Неосознанная перемена в строчке О. Мандельштама слова «губ» (в стихотворении «Декабрист»: «И вычурный чубук у ядовитых губ, / Сказавших правду в скорбном мире») на «уст» как бы архаизирует фразу, придает ей бóльшую торжественность, а носителю поэтической характеристики - больший личностный «формат» [18].
Духовный подтекст высвечивается в перемене «благ» на «дары» в цитате из И. Анненского, встроенной в запись от 12 сентября 1975 г.:
«Я всегда любил «порядок» и «ритм», через которые только и можно воспринять «дары, которых мы не ценим за неприглядность их одежд» (в стихотворении Анненского «Что счастье?»: «В благах, которых мы не ценим / За неприглядность их одежд?») (203).
За этой лексической заменой скрывается отношение о. Александра к жизненным благам как дарам свыше, часто незаслуженным, но еще чаще неопознанным.

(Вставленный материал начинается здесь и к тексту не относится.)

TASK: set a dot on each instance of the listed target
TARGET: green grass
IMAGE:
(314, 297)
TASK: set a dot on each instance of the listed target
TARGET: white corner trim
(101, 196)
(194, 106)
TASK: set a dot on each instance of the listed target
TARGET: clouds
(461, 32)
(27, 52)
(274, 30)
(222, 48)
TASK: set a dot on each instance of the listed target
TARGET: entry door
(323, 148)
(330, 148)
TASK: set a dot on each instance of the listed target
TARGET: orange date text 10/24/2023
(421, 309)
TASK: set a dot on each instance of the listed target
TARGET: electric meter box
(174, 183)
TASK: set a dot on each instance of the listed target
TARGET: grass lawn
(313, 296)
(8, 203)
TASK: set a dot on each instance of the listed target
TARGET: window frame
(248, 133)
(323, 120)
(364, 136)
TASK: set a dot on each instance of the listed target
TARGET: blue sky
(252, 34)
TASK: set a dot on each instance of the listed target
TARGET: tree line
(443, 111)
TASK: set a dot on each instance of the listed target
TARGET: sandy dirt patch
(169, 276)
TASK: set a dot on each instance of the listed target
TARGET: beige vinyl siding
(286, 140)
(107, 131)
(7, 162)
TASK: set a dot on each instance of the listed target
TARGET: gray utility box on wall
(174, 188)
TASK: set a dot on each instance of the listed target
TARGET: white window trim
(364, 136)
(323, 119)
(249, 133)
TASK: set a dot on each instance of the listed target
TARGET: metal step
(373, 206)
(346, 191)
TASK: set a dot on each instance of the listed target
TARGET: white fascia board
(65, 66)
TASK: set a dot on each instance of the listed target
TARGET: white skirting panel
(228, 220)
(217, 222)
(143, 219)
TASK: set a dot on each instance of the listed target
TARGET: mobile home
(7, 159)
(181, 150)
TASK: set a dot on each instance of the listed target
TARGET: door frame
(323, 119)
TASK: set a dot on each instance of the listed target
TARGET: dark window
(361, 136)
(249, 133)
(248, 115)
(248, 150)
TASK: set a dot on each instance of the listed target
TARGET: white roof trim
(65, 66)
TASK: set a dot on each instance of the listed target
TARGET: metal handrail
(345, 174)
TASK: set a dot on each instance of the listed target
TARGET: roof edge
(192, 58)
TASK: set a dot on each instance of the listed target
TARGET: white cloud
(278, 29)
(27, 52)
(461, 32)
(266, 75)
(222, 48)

Или вот еще один пример неточного цитирования:
«“Наедине с тобою, друг…”. Сам себе цитировал этот стих, обращаясь, из суматохи этих последних дней, к этой тетрадке» (331).
Здесь искажение строчки М.Ю. Лермонтова из стихотворения «Завещание» (у поэта: «Наедине с тобою, брат») наиболее точно отражает отношение автора к своему дневнику - как другу и самому интимному собеседнику. Более того, само название лермонтовского стихотворения, к которому апеллирует о. Александр, превращает его дневники в род духовного завещания, касающегося в первую очередь надежды на литургическое возрождение православной церкви, а также объединение Русской Православной Церкви За Рубежом с «Церковью-Матерью» (последнее произошло в 2007 г.). Примеры неточного цитирования можно продолжать еще и еще.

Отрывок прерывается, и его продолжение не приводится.